Fortunately, the next one actually worked. I was pleasantly surprised; I had been expecting to go through four or five duds. Not only did it work, I started feeling better in about a week. That’s what I’m taking now.

I’ve taken a retroactive medical withdrawal on all my classes (I’ll skip over the running around and bureaucracy and piles of paperwork I had to get through to get that done) and now I have actual energy and am making stuff and doing things again.

I had completely forgotten what being creative and energetic and functional was like. For a while, it was so different that I sort of didn’t trust my brain about it. I was expecting some kind of crash.

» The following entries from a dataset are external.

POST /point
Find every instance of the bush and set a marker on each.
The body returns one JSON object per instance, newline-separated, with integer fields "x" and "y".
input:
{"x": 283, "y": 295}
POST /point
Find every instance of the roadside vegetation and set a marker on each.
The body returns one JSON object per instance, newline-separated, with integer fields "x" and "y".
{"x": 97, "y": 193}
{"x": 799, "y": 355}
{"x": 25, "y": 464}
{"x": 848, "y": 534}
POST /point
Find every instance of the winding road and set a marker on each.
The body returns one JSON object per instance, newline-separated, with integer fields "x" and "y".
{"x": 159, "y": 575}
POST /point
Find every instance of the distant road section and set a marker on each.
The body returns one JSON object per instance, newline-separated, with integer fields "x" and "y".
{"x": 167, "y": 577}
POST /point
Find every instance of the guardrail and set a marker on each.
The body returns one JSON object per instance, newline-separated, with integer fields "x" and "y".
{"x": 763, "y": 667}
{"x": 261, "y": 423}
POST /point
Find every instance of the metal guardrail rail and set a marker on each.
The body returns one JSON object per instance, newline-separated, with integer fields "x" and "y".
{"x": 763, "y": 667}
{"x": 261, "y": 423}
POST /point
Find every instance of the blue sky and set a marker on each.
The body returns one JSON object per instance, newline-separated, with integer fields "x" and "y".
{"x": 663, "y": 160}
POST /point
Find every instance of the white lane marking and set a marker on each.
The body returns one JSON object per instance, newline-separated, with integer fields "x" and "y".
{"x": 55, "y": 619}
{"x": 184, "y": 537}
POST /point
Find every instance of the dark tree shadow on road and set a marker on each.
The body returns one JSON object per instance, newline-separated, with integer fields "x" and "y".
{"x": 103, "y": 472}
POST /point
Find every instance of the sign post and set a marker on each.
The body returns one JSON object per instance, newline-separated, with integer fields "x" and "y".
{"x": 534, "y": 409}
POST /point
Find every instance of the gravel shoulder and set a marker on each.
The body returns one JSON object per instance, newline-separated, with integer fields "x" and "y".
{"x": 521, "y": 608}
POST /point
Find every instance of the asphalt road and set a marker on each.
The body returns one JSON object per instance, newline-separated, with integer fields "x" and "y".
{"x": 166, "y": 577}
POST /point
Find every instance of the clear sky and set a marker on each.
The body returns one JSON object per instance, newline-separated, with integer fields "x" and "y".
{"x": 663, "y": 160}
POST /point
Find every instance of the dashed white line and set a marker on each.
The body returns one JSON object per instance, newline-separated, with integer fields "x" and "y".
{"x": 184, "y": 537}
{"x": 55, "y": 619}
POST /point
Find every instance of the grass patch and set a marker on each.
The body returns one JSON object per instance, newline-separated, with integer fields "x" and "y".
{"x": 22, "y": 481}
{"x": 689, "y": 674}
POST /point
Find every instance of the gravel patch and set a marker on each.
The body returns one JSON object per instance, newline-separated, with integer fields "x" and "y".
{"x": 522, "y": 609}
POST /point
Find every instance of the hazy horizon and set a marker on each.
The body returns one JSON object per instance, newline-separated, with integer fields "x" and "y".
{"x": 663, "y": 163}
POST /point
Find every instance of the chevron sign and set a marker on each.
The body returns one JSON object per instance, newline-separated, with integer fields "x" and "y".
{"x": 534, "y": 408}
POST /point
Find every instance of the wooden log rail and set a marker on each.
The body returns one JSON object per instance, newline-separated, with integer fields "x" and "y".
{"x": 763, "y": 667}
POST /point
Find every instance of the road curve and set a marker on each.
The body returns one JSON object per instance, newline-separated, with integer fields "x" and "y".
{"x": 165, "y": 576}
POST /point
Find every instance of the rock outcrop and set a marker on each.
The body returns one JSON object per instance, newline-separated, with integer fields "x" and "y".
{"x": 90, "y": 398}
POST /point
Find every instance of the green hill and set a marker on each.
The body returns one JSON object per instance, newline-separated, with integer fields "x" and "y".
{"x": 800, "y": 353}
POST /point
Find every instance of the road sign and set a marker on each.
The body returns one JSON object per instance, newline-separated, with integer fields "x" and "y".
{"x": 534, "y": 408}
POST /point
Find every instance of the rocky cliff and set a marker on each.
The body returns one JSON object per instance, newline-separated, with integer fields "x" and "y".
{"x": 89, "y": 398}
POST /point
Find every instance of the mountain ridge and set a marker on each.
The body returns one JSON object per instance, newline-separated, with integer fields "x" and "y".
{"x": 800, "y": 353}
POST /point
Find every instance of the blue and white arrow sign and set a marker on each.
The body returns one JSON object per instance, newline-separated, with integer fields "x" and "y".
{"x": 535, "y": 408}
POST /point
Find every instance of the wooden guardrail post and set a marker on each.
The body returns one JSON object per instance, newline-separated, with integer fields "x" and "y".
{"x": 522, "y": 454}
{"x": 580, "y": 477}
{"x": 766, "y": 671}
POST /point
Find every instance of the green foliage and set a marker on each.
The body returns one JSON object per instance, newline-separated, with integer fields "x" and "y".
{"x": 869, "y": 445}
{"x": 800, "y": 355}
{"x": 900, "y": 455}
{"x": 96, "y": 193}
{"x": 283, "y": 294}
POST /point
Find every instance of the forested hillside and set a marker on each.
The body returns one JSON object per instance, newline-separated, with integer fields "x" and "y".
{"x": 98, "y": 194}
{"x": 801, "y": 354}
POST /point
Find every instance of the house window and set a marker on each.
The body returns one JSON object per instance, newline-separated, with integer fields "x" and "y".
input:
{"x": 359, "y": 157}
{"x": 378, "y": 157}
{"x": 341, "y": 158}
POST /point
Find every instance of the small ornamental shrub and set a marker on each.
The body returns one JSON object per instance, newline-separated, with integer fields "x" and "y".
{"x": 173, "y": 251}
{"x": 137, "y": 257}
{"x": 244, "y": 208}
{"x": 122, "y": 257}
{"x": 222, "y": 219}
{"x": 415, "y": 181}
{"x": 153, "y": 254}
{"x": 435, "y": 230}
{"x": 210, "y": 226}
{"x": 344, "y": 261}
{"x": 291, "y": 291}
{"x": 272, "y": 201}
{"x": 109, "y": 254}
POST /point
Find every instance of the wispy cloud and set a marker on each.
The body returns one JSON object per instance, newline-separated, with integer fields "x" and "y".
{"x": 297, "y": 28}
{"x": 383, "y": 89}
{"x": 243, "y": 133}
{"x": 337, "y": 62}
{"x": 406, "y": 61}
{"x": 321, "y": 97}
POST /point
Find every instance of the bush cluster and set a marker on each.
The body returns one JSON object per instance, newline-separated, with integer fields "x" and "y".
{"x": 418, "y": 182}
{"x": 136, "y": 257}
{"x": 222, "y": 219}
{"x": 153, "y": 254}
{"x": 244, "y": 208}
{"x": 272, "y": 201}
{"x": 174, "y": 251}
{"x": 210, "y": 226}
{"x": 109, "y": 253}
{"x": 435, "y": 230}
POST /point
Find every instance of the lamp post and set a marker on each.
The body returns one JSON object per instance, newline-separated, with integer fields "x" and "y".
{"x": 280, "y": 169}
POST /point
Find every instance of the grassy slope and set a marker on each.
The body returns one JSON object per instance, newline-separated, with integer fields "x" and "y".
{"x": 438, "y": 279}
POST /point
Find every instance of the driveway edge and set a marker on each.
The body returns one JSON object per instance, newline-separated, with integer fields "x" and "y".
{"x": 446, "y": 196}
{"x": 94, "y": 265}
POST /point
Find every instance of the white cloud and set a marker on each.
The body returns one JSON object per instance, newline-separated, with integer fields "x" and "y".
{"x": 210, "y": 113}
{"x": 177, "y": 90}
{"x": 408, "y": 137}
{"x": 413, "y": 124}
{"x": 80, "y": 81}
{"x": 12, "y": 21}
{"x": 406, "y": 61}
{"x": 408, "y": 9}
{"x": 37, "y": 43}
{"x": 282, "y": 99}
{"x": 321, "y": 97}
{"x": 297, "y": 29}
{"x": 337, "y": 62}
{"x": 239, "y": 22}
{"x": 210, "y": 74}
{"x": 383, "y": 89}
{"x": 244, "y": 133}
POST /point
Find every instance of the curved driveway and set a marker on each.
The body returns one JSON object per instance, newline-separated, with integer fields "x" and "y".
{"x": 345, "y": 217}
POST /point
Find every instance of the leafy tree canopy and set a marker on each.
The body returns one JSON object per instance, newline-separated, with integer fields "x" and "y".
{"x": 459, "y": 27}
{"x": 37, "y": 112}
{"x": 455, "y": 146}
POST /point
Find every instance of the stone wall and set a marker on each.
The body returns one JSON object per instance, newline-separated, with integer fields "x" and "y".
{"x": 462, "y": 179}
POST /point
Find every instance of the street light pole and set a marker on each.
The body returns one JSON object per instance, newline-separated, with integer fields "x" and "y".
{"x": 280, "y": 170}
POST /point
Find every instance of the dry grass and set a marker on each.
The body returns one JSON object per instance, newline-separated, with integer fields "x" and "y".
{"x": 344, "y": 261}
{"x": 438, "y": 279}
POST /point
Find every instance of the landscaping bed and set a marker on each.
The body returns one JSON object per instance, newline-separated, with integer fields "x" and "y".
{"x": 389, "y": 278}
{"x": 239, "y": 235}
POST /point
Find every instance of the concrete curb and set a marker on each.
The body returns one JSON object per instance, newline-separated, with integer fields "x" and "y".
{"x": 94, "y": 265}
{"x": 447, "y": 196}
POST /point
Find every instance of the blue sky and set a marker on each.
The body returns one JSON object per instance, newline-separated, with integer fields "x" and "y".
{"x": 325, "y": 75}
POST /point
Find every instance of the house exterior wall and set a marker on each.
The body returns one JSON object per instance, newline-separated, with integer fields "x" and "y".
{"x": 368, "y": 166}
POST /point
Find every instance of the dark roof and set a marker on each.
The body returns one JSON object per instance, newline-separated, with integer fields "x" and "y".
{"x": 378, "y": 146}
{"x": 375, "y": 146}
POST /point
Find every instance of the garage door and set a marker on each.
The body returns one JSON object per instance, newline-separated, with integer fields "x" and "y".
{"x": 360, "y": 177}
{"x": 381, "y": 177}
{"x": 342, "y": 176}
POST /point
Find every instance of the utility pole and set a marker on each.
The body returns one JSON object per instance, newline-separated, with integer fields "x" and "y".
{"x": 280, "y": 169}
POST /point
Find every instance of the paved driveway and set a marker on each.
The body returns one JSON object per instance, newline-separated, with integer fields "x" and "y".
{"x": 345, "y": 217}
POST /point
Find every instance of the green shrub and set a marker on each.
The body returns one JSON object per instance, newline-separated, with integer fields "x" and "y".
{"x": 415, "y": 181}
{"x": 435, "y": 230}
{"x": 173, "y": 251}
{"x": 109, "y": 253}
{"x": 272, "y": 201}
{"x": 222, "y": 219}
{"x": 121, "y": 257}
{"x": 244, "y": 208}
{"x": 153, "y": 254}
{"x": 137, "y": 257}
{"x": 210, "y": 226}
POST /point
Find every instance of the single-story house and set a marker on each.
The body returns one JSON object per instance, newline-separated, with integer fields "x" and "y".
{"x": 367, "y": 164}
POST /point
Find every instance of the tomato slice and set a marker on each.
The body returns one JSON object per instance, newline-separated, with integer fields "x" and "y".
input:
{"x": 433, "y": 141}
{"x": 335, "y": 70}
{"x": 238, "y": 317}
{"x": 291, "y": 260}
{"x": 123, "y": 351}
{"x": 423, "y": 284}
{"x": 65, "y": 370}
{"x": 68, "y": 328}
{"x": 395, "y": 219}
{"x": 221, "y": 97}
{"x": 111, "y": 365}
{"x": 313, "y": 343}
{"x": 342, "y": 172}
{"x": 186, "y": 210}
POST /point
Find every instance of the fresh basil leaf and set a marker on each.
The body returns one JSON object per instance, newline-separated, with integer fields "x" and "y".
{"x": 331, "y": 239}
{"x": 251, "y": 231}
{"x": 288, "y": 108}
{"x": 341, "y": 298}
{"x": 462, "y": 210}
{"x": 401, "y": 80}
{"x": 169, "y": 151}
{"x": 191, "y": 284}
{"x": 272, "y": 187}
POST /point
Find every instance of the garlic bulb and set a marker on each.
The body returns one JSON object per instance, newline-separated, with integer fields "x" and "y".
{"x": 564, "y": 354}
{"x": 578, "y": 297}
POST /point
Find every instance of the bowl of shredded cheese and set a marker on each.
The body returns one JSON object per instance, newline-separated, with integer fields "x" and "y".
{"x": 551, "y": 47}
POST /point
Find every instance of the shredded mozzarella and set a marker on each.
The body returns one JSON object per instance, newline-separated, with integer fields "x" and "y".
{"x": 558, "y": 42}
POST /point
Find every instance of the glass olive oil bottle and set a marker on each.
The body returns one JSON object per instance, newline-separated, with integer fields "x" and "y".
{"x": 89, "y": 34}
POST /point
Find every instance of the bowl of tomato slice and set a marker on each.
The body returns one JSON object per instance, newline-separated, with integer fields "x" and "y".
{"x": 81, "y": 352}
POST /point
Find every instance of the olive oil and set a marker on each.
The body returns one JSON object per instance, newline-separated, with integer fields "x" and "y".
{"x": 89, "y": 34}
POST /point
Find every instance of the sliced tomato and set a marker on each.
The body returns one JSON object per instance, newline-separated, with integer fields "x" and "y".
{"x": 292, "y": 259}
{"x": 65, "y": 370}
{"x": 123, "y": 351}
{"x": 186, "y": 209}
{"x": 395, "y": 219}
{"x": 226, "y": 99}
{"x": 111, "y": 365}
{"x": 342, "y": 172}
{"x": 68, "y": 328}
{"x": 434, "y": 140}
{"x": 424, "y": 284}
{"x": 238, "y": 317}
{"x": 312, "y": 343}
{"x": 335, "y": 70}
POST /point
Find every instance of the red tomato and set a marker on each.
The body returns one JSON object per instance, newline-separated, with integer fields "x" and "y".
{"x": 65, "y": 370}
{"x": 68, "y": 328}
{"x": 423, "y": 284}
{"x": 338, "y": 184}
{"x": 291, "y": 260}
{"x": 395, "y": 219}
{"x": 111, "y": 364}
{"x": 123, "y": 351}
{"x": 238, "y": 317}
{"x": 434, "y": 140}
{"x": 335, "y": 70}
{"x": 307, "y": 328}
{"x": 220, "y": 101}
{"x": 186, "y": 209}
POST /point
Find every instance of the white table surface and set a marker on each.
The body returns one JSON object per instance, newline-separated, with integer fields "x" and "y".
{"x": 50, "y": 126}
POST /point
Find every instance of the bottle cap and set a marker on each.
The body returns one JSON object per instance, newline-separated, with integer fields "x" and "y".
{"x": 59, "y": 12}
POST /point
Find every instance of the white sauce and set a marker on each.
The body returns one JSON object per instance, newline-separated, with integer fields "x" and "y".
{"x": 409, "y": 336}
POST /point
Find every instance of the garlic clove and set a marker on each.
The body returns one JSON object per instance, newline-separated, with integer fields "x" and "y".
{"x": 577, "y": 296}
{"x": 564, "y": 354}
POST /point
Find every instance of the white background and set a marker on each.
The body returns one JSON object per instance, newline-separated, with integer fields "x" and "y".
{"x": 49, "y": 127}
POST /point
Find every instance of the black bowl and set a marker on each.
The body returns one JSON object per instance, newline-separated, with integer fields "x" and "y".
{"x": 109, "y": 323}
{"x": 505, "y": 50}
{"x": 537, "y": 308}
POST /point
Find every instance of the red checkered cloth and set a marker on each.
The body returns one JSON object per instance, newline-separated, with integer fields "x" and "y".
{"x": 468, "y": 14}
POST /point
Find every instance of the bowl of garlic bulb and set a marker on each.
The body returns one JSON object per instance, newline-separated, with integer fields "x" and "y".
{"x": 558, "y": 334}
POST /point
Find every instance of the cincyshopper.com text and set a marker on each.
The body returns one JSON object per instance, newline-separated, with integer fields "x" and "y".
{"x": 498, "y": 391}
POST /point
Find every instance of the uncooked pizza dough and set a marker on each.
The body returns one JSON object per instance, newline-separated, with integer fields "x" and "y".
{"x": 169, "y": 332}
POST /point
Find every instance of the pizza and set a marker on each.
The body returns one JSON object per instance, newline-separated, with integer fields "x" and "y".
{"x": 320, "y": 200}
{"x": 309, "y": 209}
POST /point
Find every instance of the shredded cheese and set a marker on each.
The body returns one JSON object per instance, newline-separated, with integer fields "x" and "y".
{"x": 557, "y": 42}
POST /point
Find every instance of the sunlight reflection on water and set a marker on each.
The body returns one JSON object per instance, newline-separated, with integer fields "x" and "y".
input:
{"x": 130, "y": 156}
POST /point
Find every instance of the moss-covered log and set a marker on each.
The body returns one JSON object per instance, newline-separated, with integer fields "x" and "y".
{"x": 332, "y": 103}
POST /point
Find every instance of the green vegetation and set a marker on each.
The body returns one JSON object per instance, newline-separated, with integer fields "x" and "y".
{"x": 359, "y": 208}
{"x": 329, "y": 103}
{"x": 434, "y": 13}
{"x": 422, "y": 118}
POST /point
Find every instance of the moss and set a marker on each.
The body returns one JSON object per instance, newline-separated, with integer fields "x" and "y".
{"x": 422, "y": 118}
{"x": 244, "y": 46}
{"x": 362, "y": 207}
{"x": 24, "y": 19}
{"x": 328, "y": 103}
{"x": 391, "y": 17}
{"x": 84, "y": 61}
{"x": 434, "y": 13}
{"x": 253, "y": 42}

I’d been down for so long I’d forgotten what normal was, and coming back to normal confused me. Can I actually run on 8 hours of sleep instead of 12? Since when do I have the energy to do things all day instead of having to choose a maximum of three tasks to cross off my list? I was worried I was hypomanic.

 

It’s funny, because I do have a therapist through the school. I don’t really need her because I don’t have the kind of shame and unhealthy thought processes that plague a lot of people, mentally ill or not–and this is what a therapist works with patients on changing–and my depression happens to be purely chemical and genetic. (Though her services are free to me, and she was helpful in getting the mountain of paperwork to pass the office.) She’s off for the summer and I actually needed her more to help cope with being healthy than I needed her help to cope with being depressed.

You know, for a while I wondered if someone like me should not be trying to found a company. I’ve never really discussed that in previous blog posts, I know a few of you were probably thinking it, and I know some people on the Internet are like “I would never hire someone with mental illness in a startup.” But the thing about that is… founders end up with mental illness all the time. Depression, anxiety, bipolar, OCD, eating disorders… the stress of starting a company plays a big role in either developing or bringing to the surface all kinds of mental illnesses. You may not hear about it, but if you read enough books (not articles, books) in the industry, then you’ll run into this. (In particular I want to recommend this one. Not an affiliate link.) The difference is that I know what mine is, I’m aware of it, I know how to treat it, I even know what it looks like when treatment fails. This is not a defect. This is an edge.

Finally.

I’m doing stuff again, and I have several projects I’m working on now. I attended TechWeek in Chicago (I’ll be writing about it but spoiler alert: not worth it). I’ve also started learning React. And right now, I’m pretty stoked about the fact that I now have the funds to build my desktop computer. Yeah, you heard that right. I’m gonna tag the posts “box project”. Keep an eye out for it.

Let’s go make stuff.

——

Update, Nov 2017: my new meds still work way better. Keep at it, hackers. Don’t give up.